When the claimant attempted to disclose the recordings to criticize the defendant’s experts’ reports, the defendant made an application to the procedural judge to exclude the covert recordings.

Without entering into detail of all arguments exchanged, the essential points to take away from the decision are that:

  • The Master accepted that the covert recordings were admissible as evidence (despite ‘lacking courtesy and transparency’, they were not ‘unlawful’).
  • “It is in the interests of all sides that examinations are recorded because from time to time significant disputes arise as to what occurred. In that situation, it is important to have a complete and objective record of the examination, which is subject to appropriate safeguards and limitations on its use”.
  • There was no breach of data protection rules (English domestic and GDPR).
  • The Master invited two organizations, APIL (Association of Personal Injury Lawyers – acting for claimants) and FOIL (Forum of Insurance Lawyers, acting for defendants) to discuss the issue and agree a protocol to govern such practice that would be acceptable by all parties.

Current status

  • APIL & FOIL have set up a working party, whose work is ongoing. FOIL and APIL are known to collaborate in a constructive manner to establish good practice in personal injury litigation, so we can expect a protocol in due course. This will not be binding but certainly a strong reference for practitioners.
  • The British Psychological Society (BPS) is also currently developing its own guidelines. It is notable that recording examinations causes problems mostly when the expert practices (neuro)psychological tests and does not know that this is recorded. Some experts consider that when the claimant records the tests, he does not perform in the same way and this affects the interpretation of the results.
  • Another decision on the same subject confirmed in principle the position in Mustard: Macdonald v Burton [2020] EWHC 906 (QB). The judge specified that he would not himself provide guidance, as this was currently in the hands of APIL and FOIL’s working party and of the BPS. He nevertheless “hope[d] that that would allow for recording of some kind in certain cases”. Interestingly, in that case he ordered that the examination with the defendant’s expert take place without any kind of recording, on the ground that the examinations with the claimant’s experts had not been recorded, despite the defendant asking the claimant to do so, so that the parties be on a ‘level playing field’.

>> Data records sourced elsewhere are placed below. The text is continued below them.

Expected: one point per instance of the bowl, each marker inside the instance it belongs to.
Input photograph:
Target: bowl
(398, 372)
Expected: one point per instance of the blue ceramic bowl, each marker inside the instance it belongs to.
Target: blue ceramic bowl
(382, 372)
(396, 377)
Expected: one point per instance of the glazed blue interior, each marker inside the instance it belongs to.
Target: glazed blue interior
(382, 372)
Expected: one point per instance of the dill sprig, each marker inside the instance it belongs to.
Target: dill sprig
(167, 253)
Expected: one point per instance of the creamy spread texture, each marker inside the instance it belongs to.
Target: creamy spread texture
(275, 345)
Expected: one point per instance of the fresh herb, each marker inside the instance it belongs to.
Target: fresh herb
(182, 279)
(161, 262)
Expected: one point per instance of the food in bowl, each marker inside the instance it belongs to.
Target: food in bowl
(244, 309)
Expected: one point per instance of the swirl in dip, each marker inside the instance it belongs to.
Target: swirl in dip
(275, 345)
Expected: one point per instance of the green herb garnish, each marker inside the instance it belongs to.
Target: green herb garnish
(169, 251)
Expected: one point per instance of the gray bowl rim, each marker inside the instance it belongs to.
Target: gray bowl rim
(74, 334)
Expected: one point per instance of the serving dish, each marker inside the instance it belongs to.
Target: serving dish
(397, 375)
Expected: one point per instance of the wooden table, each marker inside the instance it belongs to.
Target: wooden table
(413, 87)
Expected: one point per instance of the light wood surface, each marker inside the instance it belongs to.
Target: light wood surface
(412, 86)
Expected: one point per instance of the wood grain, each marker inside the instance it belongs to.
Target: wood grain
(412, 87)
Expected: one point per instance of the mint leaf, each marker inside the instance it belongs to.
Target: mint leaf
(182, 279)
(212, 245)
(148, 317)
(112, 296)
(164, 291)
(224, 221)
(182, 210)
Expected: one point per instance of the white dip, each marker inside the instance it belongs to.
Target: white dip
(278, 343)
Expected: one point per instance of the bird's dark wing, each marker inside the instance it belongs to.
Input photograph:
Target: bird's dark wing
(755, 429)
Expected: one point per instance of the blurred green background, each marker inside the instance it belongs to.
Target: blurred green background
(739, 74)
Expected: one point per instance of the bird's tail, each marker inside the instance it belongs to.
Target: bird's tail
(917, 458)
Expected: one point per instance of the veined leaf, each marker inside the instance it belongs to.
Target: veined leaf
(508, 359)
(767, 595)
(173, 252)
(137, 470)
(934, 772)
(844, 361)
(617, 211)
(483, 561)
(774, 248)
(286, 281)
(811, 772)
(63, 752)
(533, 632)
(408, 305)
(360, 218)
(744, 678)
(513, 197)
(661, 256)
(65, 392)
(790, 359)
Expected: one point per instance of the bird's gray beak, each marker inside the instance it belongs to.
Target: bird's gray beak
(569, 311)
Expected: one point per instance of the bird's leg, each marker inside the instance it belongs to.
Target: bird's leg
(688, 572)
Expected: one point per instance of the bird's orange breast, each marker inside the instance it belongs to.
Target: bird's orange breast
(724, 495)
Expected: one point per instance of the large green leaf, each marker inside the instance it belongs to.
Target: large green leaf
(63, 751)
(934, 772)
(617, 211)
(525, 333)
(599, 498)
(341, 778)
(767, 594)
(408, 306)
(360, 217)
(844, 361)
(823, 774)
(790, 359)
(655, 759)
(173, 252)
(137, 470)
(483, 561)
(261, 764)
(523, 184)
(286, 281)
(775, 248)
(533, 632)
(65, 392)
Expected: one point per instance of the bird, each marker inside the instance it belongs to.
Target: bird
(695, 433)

Reflections at European scale

  • The issue of covert recording is particularly relevant when the claimant is alone with the expert. It is difficult to imagine how this could arise at a judicial expert assessment, where each party is assisted by their lawyer and medical advisor to guarantee open discussions with the judicial expert, who in any event is not interested in “repeat business” from a party or a law firm.
  • It is striking that English judges appear favourable to recordings; I suspect the situation would be different in other countries.
  • Nevertheless, one can see the advantages of this practice, provided that recordings are made openly and within predefined standards. This can hopefully lead to better standards of evidence, and reduce satellite litigation on such procedural issues.

Maud Lepez – Solicitor of England & Wales, Avocate au Barreau de Paris

[1] For the sake of brevity this article refers to England and English law and practice. This is nevertheless valid for England & Wales, which are one single jurisdiction. Scotland and Northern Ireland are distinct jurisdictions and legal systems.